Although Virginia residents still have four months until they will decide on a proposed constitutional amendment that would ban same-sex marriage statewide, they are about to be barraged by groups eager to sway voters one way or another. Based in Richmond, the Commonwealth Coalition was formed specifically to fight the Marshall/Newman amendment. “We are working to engage and activate potential voters,” says campaign manager Claire Gastañaga. The group has set the ambitious goal of raising $3 million dollars to fund a series of TV and radio ads in the fall. The Coalition also hopes to identify one million voters, largely through a grass roots campaign.
According to The Washington Post, the Richmond-based Family Foundation (which did not return repeated calls) has set a more modest fundraising goal of $900,000 and is confident that it can rely on door-to-door activism and church networks to be effective in drumming up support for the amendment. Or the Foundation may simply be confident that the amendment will succeed based on results from other states. Similar legislation has passed in each of the 20 states where it has been on the ballot, often by more than a 3 to 1 ratio.

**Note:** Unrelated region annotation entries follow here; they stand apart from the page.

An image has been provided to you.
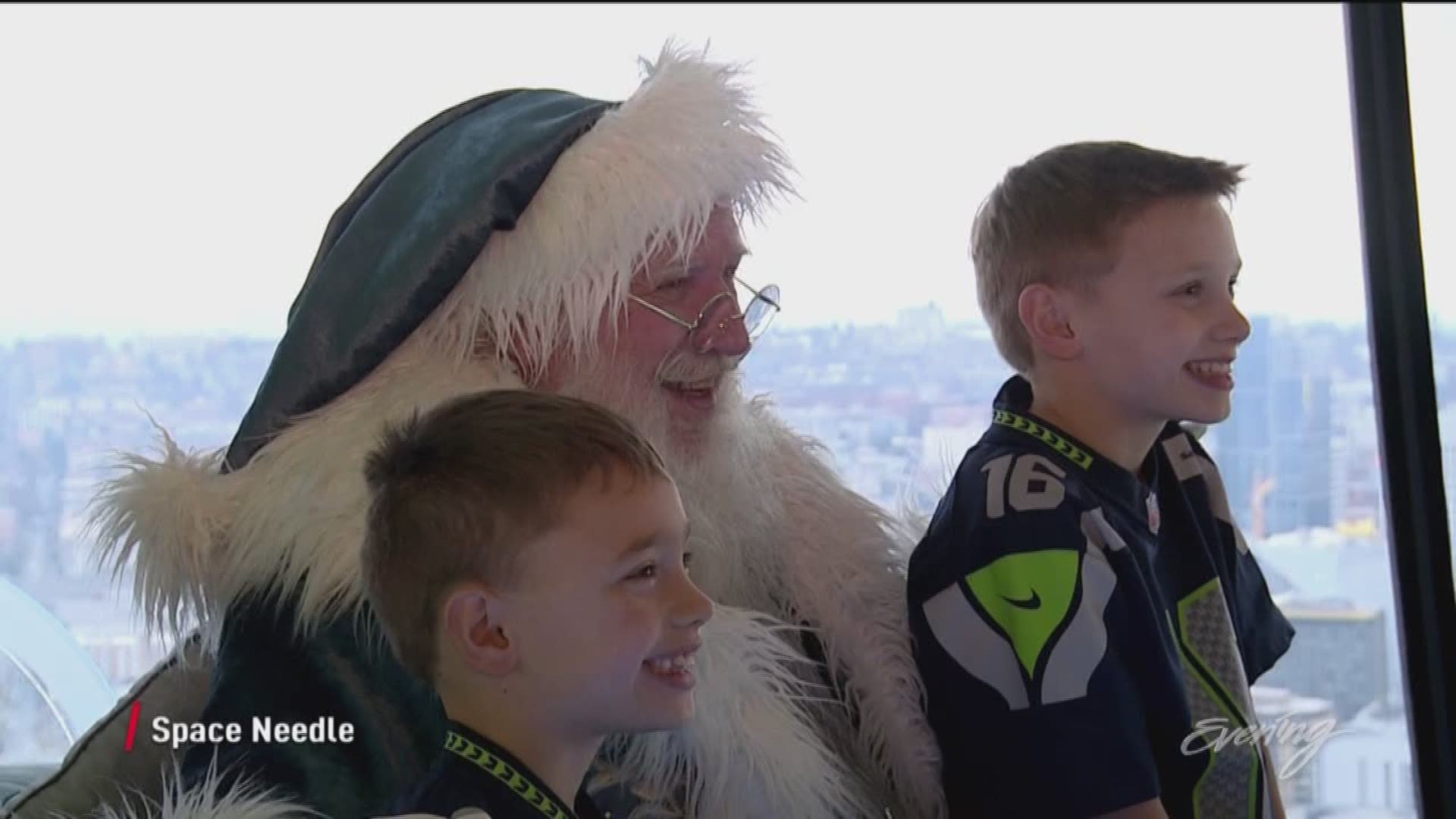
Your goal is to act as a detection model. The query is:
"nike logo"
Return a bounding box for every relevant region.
[1002,588,1041,609]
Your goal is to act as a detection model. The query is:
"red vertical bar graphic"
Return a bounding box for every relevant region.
[127,699,141,751]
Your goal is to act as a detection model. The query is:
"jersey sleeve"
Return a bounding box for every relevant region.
[908,455,1160,817]
[1190,436,1294,685]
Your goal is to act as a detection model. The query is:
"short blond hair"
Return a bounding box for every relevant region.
[362,389,668,680]
[971,141,1245,373]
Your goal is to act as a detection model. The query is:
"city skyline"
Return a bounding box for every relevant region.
[0,316,1456,805]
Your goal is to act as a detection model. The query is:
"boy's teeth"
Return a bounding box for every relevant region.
[649,654,693,673]
[1188,362,1230,376]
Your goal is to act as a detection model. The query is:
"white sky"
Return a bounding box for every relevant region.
[0,5,1456,338]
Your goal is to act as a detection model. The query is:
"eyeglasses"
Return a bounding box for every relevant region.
[628,277,780,354]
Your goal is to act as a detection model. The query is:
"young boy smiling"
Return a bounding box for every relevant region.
[364,391,712,819]
[908,143,1293,819]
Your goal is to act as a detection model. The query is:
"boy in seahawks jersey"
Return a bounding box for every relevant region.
[907,143,1293,819]
[364,391,712,819]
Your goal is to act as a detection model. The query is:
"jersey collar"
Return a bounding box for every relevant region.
[986,375,1163,524]
[444,720,576,819]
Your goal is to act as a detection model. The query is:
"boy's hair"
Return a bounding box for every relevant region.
[971,141,1245,373]
[362,391,668,680]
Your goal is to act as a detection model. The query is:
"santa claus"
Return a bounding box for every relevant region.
[11,46,943,819]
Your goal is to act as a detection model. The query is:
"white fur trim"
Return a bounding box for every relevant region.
[597,606,880,819]
[87,421,236,642]
[44,758,322,819]
[760,414,945,817]
[429,44,793,381]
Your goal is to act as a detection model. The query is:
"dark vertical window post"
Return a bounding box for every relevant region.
[1345,3,1456,817]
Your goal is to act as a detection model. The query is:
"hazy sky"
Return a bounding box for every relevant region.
[0,5,1456,338]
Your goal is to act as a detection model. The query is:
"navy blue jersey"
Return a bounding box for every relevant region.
[907,376,1294,819]
[393,721,601,819]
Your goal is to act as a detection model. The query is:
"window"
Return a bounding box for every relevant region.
[1402,5,1456,574]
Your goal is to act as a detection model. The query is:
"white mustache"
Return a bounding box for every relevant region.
[654,345,742,383]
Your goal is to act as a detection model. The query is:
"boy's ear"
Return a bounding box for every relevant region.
[1016,283,1082,362]
[444,583,519,676]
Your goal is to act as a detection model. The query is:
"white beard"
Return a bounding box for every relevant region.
[556,356,789,618]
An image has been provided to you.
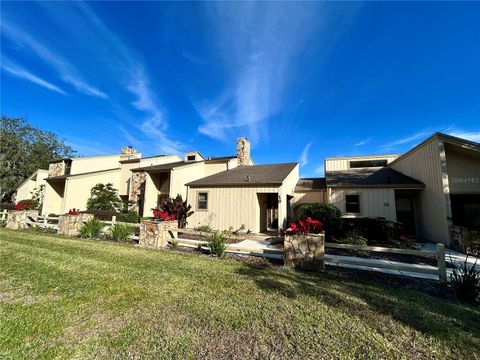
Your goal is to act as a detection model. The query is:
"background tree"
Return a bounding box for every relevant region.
[0,115,75,202]
[87,183,123,211]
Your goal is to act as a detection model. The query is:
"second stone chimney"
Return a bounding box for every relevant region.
[237,137,251,166]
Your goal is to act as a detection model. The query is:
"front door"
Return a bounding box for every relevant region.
[395,196,415,235]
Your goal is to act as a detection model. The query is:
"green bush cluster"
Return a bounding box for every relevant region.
[294,203,405,244]
[117,211,140,224]
[208,231,227,257]
[80,218,103,239]
[108,224,135,241]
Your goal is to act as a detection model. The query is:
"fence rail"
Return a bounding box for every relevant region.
[325,243,447,283]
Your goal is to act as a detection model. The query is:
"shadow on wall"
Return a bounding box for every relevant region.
[237,265,480,350]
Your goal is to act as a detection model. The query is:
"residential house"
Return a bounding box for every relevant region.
[14,169,48,203]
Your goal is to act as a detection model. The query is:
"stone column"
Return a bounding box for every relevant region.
[138,220,178,249]
[6,210,38,230]
[57,214,94,236]
[283,234,325,271]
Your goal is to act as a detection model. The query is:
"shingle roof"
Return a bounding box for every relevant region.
[325,167,425,187]
[131,160,194,172]
[185,163,297,186]
[295,178,327,191]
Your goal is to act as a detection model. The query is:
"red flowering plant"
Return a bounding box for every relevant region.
[152,209,175,221]
[15,200,34,211]
[286,217,323,236]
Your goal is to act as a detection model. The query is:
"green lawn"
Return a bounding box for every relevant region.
[0,229,480,359]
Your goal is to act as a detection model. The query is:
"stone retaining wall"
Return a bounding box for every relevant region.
[283,234,325,271]
[5,210,38,230]
[139,220,178,249]
[57,214,94,236]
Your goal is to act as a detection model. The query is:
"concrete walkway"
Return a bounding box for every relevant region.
[227,240,480,281]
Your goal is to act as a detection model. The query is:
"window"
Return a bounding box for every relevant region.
[197,193,208,210]
[350,160,388,169]
[345,195,360,214]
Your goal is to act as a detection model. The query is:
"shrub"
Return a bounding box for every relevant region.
[193,224,212,232]
[208,231,227,257]
[108,224,135,241]
[170,239,178,250]
[117,211,140,224]
[80,219,103,239]
[343,231,367,246]
[87,183,123,211]
[82,210,120,221]
[342,217,405,243]
[15,199,35,210]
[158,194,193,229]
[0,203,15,210]
[294,203,342,240]
[450,255,480,302]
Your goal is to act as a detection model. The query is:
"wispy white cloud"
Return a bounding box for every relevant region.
[355,138,372,146]
[1,57,67,95]
[195,2,321,142]
[299,143,312,166]
[315,164,325,176]
[1,19,108,99]
[445,129,480,143]
[382,129,434,150]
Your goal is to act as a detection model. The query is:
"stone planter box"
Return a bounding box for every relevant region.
[57,214,94,236]
[6,210,38,230]
[283,234,325,271]
[138,220,178,249]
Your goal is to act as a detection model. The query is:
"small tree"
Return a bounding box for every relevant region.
[87,183,123,211]
[158,194,193,229]
[31,184,45,211]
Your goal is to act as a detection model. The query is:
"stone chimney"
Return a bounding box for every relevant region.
[237,137,251,166]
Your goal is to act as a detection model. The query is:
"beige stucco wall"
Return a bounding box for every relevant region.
[187,187,280,233]
[141,155,183,167]
[328,188,397,221]
[63,169,121,213]
[391,138,451,244]
[15,169,48,203]
[42,182,64,215]
[70,155,121,175]
[325,154,399,171]
[291,190,327,206]
[445,144,480,194]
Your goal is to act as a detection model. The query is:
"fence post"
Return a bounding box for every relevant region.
[437,244,447,284]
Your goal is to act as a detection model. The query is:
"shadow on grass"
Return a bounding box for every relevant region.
[237,265,480,353]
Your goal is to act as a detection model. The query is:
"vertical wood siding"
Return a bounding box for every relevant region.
[391,139,450,244]
[187,187,280,232]
[329,188,397,221]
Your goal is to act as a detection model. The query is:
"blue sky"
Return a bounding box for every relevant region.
[1,2,480,176]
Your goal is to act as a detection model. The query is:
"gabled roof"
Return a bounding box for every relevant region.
[295,178,327,192]
[325,167,425,188]
[389,132,480,166]
[131,160,192,172]
[185,163,298,187]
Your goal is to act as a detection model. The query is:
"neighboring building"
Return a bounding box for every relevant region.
[186,161,299,233]
[14,169,48,203]
[325,133,480,245]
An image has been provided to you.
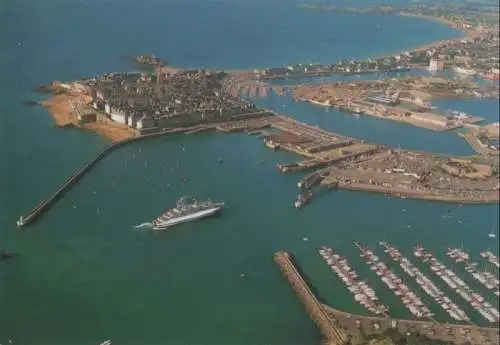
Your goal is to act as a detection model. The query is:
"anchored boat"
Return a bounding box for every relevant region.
[152,196,224,230]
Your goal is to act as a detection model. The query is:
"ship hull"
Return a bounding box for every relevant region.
[154,207,221,230]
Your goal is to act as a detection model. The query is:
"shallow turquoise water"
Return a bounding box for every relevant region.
[0,0,498,345]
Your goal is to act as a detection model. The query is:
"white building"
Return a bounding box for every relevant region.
[110,108,127,125]
[428,57,444,72]
[137,116,156,129]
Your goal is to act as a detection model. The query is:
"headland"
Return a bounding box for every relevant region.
[19,1,499,226]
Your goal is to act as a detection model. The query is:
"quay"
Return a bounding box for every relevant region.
[274,251,347,345]
[274,251,500,345]
[413,246,500,324]
[17,116,272,227]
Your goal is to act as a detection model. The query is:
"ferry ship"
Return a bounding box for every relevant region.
[152,196,224,230]
[293,189,313,208]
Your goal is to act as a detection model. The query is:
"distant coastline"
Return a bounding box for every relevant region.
[298,4,480,58]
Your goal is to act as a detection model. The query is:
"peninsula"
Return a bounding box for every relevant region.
[24,5,500,226]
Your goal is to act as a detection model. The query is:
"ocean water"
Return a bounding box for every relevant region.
[0,0,499,345]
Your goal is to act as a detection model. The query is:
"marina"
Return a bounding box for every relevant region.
[446,248,500,297]
[380,241,470,321]
[481,250,500,267]
[413,246,500,323]
[354,242,434,318]
[318,246,389,315]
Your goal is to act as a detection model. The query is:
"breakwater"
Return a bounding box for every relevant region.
[274,251,347,345]
[17,126,205,227]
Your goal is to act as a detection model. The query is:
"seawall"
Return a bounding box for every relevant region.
[274,251,347,345]
[18,126,199,227]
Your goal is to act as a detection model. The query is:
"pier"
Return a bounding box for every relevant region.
[274,249,499,345]
[17,125,226,227]
[274,251,347,345]
[413,247,500,323]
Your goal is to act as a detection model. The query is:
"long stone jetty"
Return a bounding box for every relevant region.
[17,126,205,227]
[274,251,347,345]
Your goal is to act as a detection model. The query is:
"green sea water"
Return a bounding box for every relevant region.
[0,0,498,345]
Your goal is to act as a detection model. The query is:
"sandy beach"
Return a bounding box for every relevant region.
[42,93,136,142]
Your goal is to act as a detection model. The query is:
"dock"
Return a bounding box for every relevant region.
[274,251,499,345]
[17,124,244,227]
[274,251,347,345]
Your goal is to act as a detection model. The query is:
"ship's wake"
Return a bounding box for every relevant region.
[134,223,153,230]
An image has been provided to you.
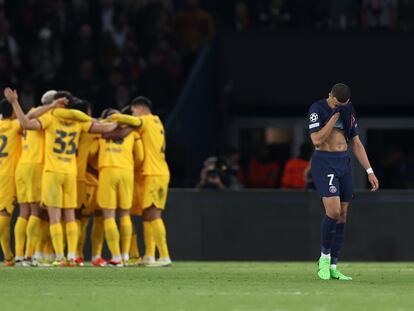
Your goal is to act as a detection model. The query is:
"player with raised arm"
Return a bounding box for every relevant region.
[98,109,141,267]
[14,90,60,266]
[308,83,379,280]
[0,99,21,266]
[112,96,171,267]
[4,88,118,266]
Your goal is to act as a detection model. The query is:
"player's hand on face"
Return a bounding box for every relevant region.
[4,87,18,103]
[368,173,379,191]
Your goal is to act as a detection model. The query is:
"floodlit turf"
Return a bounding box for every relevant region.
[0,262,414,311]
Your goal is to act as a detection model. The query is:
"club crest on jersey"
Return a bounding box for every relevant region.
[59,120,73,127]
[309,112,319,122]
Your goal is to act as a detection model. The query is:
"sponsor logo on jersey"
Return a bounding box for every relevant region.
[309,112,319,122]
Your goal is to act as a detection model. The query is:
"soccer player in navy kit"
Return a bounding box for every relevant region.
[308,83,379,280]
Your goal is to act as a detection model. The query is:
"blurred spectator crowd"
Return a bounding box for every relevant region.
[197,144,314,190]
[228,0,414,31]
[0,0,215,115]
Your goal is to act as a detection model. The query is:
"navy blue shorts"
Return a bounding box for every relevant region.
[311,150,353,202]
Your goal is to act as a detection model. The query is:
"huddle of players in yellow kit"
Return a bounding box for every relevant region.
[0,88,171,267]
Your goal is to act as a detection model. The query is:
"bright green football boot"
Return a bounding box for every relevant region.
[329,268,352,281]
[318,257,331,280]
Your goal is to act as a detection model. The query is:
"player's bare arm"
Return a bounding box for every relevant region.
[311,112,340,150]
[350,136,379,191]
[27,97,68,120]
[102,126,134,140]
[89,122,118,134]
[4,88,42,130]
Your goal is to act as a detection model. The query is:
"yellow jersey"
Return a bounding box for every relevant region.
[98,131,140,171]
[76,133,101,181]
[138,114,170,176]
[38,112,92,175]
[19,130,45,164]
[0,119,21,176]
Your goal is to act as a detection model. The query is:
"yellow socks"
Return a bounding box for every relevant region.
[151,218,170,258]
[0,216,13,261]
[66,221,79,260]
[26,216,41,257]
[77,217,89,258]
[129,230,140,258]
[34,220,49,260]
[91,216,104,260]
[14,217,27,260]
[50,223,64,260]
[104,218,121,261]
[143,221,155,257]
[119,215,132,261]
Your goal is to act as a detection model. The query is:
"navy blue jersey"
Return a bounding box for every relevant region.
[308,99,359,138]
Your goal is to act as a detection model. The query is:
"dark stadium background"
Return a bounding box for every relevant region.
[0,0,414,260]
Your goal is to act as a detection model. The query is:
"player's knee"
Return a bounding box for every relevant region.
[326,208,341,221]
[0,210,11,216]
[142,205,161,221]
[338,212,347,224]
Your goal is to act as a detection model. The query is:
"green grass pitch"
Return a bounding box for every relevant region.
[0,262,414,311]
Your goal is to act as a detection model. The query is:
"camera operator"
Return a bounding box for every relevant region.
[197,157,229,190]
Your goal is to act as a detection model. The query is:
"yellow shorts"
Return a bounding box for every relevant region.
[15,163,43,203]
[42,171,78,208]
[0,176,16,214]
[139,175,170,209]
[131,176,144,216]
[76,180,86,208]
[98,167,134,209]
[82,184,98,216]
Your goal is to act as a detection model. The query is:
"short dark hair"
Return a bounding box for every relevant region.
[331,83,351,103]
[131,96,152,110]
[101,108,119,119]
[121,105,132,115]
[53,91,78,105]
[68,99,92,114]
[0,98,13,119]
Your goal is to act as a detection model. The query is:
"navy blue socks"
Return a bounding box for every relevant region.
[331,224,345,265]
[321,215,336,255]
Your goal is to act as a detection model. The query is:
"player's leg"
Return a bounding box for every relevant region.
[14,203,30,266]
[331,168,353,280]
[22,164,43,266]
[14,164,30,266]
[117,169,134,264]
[0,176,16,266]
[0,209,14,266]
[330,202,352,281]
[318,196,341,280]
[98,168,122,266]
[47,207,66,266]
[25,203,42,265]
[34,208,53,265]
[132,175,155,265]
[91,209,106,267]
[311,152,341,280]
[144,205,171,266]
[62,174,79,267]
[102,208,122,267]
[42,172,66,266]
[75,180,86,266]
[128,224,142,266]
[63,208,79,267]
[142,218,155,264]
[76,215,90,266]
[119,209,132,264]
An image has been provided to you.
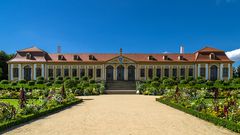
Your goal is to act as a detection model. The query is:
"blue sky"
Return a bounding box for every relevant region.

Supporters of the Virginia amendment received ratification of a sort on July 6 when the New York Court of Appeals and the Georgia Supreme Court both backed gay marriage bans in their respective states. However, the decisions may actually be a mixed blessing for the Foundation and their ilk. Although Virginia law already bans same-sex marriage and civil unions, supporters maintain that the proposed amendment is necessary to simply protect current law from “activist judges.” But the recent rulings, especially in a “blue” state like New York, may undercut this rationale. “Now they have no way to scare conservative voters,” Gastañaga says.